Assim como continuou nos últimos cinco anos, com projetos como “Quero é Viver”, “Dança com as Estrelas” e a série brasileira “Dona Beja”, da HBO. Este último trabalho, ainda por estrear, foi o concretizar de um dos maiores sonhos de Rita a nível profissional. “Foi uma aprendizagem mesmo muito grande a nível pessoal. De repente, voltar à estaca zero, não ser a Rita Pereira com a carreira que tenho aqui há 20 anos, ninguém saber quem eu sou, tanto a nível profissional como a nível pessoal, viver seis meses sozinha sem família e sem amigos por perto. Foi tudo uma grande aprendizagem, mudei bastante e foi muito positivo para mim”, conta.

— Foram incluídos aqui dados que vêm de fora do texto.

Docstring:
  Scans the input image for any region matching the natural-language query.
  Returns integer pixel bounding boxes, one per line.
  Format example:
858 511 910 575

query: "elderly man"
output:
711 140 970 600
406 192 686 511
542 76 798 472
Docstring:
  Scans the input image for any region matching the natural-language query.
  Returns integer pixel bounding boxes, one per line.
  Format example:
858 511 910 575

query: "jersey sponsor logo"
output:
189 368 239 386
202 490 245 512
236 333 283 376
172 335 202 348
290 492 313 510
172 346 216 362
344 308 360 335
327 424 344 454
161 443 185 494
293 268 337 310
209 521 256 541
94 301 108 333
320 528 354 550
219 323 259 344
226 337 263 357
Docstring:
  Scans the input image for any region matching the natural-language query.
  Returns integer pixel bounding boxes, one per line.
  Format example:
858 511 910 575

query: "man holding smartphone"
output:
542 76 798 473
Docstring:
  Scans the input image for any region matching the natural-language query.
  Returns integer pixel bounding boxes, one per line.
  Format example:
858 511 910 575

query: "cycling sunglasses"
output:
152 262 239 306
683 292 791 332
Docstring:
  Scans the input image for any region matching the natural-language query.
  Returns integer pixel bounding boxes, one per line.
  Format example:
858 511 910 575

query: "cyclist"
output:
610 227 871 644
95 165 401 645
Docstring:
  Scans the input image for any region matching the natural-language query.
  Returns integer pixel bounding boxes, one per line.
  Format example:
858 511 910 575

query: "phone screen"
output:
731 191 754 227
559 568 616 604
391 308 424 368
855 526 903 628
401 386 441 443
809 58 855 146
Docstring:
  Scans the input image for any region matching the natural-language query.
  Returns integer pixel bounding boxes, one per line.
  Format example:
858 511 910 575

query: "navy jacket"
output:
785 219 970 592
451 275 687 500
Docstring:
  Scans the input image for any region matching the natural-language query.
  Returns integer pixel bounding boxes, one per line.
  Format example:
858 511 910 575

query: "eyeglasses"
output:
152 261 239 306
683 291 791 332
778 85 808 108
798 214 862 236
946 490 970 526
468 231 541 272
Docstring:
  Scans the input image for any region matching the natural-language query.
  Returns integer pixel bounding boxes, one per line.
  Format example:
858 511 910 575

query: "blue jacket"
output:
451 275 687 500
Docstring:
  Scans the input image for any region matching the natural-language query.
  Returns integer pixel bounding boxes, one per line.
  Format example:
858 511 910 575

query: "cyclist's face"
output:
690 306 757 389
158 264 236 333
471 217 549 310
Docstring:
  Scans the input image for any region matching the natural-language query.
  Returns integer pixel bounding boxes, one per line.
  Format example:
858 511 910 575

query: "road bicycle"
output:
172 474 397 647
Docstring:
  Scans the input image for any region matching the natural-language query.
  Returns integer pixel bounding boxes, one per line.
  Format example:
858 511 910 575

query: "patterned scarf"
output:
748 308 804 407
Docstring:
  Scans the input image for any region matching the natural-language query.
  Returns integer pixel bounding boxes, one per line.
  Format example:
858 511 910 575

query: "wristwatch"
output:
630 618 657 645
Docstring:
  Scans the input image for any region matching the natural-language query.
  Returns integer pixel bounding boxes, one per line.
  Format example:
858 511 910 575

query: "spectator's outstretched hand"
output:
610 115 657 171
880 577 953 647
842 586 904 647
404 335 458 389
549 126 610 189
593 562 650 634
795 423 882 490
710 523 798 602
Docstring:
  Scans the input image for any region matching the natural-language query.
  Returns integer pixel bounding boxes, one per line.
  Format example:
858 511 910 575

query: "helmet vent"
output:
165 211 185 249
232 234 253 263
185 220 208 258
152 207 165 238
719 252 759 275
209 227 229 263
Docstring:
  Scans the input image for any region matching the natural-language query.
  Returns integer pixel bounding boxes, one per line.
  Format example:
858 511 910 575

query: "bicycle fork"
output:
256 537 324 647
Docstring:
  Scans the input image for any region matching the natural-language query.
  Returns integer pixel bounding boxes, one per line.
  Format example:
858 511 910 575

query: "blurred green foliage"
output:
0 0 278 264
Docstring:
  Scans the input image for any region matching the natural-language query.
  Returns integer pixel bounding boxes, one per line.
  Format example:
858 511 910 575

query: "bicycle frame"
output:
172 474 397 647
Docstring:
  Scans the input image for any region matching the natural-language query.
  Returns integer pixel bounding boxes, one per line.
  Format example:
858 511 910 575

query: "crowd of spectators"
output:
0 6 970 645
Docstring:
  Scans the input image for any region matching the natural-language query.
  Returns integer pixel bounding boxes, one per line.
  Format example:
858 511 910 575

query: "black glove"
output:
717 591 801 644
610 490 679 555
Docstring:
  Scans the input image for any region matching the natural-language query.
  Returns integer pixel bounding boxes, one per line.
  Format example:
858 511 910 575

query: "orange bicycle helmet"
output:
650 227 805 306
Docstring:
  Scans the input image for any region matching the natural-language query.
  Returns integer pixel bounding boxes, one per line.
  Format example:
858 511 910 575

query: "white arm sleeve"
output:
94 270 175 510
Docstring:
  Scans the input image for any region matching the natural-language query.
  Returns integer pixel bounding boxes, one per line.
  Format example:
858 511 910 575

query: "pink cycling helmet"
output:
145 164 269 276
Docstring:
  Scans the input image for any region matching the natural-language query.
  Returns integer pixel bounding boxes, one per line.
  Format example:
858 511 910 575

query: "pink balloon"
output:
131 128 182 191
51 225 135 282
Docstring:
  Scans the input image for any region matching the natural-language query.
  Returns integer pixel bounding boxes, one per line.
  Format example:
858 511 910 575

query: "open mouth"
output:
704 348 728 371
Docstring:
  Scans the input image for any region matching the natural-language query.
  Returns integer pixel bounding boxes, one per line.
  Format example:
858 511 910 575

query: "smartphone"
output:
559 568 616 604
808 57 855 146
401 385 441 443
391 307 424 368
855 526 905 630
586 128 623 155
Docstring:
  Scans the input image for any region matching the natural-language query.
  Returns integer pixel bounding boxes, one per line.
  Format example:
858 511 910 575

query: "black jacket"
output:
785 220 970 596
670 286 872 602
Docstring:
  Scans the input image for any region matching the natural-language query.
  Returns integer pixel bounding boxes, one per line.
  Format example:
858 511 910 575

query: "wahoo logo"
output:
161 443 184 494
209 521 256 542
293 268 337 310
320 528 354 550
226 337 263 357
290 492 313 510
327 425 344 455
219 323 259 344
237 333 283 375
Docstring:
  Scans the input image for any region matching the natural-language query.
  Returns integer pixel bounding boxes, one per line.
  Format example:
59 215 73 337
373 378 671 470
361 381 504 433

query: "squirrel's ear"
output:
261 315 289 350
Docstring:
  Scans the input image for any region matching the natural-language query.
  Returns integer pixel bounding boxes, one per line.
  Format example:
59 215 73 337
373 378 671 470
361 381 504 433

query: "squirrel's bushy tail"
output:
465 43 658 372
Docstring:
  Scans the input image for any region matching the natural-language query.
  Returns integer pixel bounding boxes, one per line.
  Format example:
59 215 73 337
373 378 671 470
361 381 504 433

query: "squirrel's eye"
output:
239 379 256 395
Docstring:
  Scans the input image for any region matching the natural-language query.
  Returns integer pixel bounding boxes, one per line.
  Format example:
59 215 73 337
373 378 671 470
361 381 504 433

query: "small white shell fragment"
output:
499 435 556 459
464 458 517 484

Depois de 20 anos a ser conhecida do público em Portugal, Rita entrou num novo mercado e voltou a começar do zero. O impacto de fazer um trabalho no Brasil nas redes sociais ainda não foi sentido, uma vez que o projeto ainda não estreou, mas o país é um dos mais fortes nas redes.

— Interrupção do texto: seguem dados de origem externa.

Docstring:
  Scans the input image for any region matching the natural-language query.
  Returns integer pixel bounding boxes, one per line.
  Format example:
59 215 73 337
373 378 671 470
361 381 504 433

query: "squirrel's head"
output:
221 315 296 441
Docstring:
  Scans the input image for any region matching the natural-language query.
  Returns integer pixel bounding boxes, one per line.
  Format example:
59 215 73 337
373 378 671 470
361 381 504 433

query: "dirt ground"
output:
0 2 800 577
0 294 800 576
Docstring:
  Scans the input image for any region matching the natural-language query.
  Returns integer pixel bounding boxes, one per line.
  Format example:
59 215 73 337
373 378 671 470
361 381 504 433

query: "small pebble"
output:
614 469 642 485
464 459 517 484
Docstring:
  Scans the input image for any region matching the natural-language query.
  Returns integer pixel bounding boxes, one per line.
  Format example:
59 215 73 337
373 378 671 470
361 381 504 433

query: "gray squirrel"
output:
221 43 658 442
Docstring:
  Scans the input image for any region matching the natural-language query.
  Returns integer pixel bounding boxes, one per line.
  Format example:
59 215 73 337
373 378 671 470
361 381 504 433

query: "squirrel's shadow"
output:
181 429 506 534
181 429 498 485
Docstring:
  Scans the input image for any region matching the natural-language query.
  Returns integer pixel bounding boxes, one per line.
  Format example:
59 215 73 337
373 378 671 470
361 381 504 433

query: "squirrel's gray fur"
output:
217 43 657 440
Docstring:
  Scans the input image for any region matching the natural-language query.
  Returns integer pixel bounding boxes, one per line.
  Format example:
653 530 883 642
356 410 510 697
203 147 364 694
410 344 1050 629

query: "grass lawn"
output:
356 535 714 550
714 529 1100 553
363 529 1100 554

“Fez-me olhar para a fama de outra forma, que é muito como o Herman diz: Vais a Badajoz e já ninguém te conhece. Eu sempre tive essa consciência. Ali eu vivi seis meses assim e é diferente, mas foi muito positivo. Não é que eu não goste de ser abordada, eu gosto e vivo muito bem com a abordagem das pessoas, mas vivi perfeitamente a situação da não-popularidade enquanto estive estes seis meses no Brasil. Fez-me observar os outros, os famosos. Fez-me olhar para eles e perceber: Será que eu faço isto? Será que eu vivo desta forma? Fez-me olhar para mim interiormente através dos outros”, diz.

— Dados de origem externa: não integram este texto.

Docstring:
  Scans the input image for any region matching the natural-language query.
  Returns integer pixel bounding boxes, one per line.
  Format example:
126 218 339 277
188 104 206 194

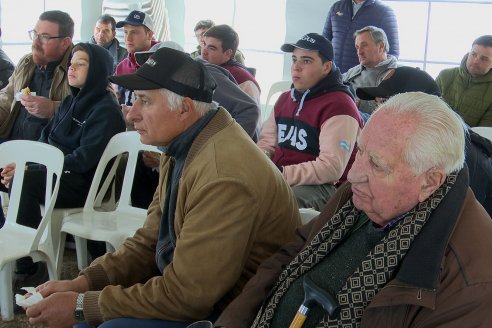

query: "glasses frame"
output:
27 30 66 44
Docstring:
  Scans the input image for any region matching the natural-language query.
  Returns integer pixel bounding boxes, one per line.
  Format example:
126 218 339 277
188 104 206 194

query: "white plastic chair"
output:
299 208 320 224
261 80 292 123
472 126 492 141
58 131 160 270
0 140 64 321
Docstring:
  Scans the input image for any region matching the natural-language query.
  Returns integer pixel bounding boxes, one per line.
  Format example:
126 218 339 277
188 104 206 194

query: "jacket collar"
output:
459 54 492 83
183 107 234 170
368 165 469 309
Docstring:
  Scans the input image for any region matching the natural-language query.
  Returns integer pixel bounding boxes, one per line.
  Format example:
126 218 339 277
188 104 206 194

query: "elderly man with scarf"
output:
216 92 492 327
258 33 362 211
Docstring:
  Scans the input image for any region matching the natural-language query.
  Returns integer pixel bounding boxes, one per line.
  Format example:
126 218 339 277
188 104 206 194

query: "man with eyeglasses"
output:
0 10 74 282
0 10 74 140
436 35 492 127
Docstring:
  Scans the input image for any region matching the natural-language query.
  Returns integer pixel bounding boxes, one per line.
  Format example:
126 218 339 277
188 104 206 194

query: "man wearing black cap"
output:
27 48 300 328
258 33 362 211
357 66 492 216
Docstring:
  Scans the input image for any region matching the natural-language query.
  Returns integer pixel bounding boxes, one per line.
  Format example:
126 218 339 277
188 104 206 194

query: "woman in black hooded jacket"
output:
2 43 125 274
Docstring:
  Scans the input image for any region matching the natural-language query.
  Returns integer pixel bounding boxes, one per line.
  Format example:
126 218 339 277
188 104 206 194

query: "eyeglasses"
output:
27 30 66 44
195 32 205 41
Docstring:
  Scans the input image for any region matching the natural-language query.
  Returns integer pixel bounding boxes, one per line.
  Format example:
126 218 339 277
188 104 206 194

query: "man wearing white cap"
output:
114 10 158 105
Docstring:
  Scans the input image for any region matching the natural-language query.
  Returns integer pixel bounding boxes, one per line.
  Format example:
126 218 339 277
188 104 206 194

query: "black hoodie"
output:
39 43 125 179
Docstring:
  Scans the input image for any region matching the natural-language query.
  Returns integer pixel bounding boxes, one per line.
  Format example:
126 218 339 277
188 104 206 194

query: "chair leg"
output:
0 262 14 321
73 236 88 270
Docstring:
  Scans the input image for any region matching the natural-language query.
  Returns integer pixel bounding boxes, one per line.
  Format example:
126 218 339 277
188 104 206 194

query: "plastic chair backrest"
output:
0 140 64 258
261 80 292 122
84 131 158 212
471 126 492 141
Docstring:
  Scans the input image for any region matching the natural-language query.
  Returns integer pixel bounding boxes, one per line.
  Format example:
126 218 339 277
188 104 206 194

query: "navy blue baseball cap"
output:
280 33 333 60
116 10 154 31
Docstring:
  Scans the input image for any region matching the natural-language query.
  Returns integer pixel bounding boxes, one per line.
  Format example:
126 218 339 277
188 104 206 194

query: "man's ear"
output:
224 49 232 59
178 97 195 120
419 168 446 202
323 60 333 75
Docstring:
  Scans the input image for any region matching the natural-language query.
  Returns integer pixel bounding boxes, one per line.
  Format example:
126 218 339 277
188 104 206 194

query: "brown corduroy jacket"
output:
215 169 492 328
82 108 300 325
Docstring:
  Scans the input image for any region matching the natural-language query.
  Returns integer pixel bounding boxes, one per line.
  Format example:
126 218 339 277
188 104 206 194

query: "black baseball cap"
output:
135 41 184 66
116 10 154 31
356 66 441 100
109 48 216 103
280 33 333 60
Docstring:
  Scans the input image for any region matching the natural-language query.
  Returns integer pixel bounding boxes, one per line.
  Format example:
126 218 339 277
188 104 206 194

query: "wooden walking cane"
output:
289 276 340 328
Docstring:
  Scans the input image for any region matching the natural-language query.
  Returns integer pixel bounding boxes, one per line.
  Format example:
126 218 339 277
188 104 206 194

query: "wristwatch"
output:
73 294 84 321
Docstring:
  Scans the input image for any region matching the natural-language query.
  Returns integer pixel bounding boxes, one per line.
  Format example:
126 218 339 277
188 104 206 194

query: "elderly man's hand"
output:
26 292 78 328
36 275 89 298
0 163 15 189
20 95 55 118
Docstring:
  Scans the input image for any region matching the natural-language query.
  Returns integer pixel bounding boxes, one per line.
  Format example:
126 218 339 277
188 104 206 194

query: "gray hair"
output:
367 92 466 175
159 89 217 116
354 25 389 52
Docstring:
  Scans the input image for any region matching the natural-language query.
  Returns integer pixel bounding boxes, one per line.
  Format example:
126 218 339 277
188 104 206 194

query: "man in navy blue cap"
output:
30 48 300 328
258 33 362 211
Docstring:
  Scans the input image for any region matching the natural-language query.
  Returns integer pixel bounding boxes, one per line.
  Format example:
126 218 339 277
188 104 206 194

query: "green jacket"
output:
436 54 492 127
0 46 72 138
82 108 300 325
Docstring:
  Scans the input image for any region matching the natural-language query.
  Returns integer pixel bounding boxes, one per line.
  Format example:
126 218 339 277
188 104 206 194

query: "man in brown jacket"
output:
215 92 492 328
26 48 300 328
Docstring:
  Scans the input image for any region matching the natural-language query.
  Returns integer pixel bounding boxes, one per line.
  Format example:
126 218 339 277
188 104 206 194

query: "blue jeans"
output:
74 318 189 328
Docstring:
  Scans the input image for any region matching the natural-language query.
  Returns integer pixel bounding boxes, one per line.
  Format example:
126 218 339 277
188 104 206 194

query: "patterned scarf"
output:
252 173 457 328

A passagem pelo Brasil deu-lhe também um outro ponto de vista em relação à forma como a cultura é vista e tratada deste lado do oceano. “Comparando com o que vi no Brasil, a cultura portuguesa precisa de muito mais apoio”, diz. Uma das soluções pode passar exatamente pelo alcance que os influenciadores têm nas redes. “Eu acho que se a cultura fosse muito mais falada, muito mais publicitada e consumida por todos, estaria mais perto do que é no Brasil a nível de apoios do Estado. Acho sinceramente que o Estado, ao ver que há um apoio mediático e das redes, olhará para aquilo que oferece aos atores e aos artistas todos de outra forma. Porque, infelizmente, também é assim que funciona”, acrescenta.
E é por cá que Rita espera conseguir fazer uma série em breve, o próximo objetivo que tem em mente. “Gostava muito de fazer uma série, porque em Portugal só fiz novelas. Não participei em séries, os Morangos por mais que se diga que é uma série, no fim do dia é uma novela”, conclui.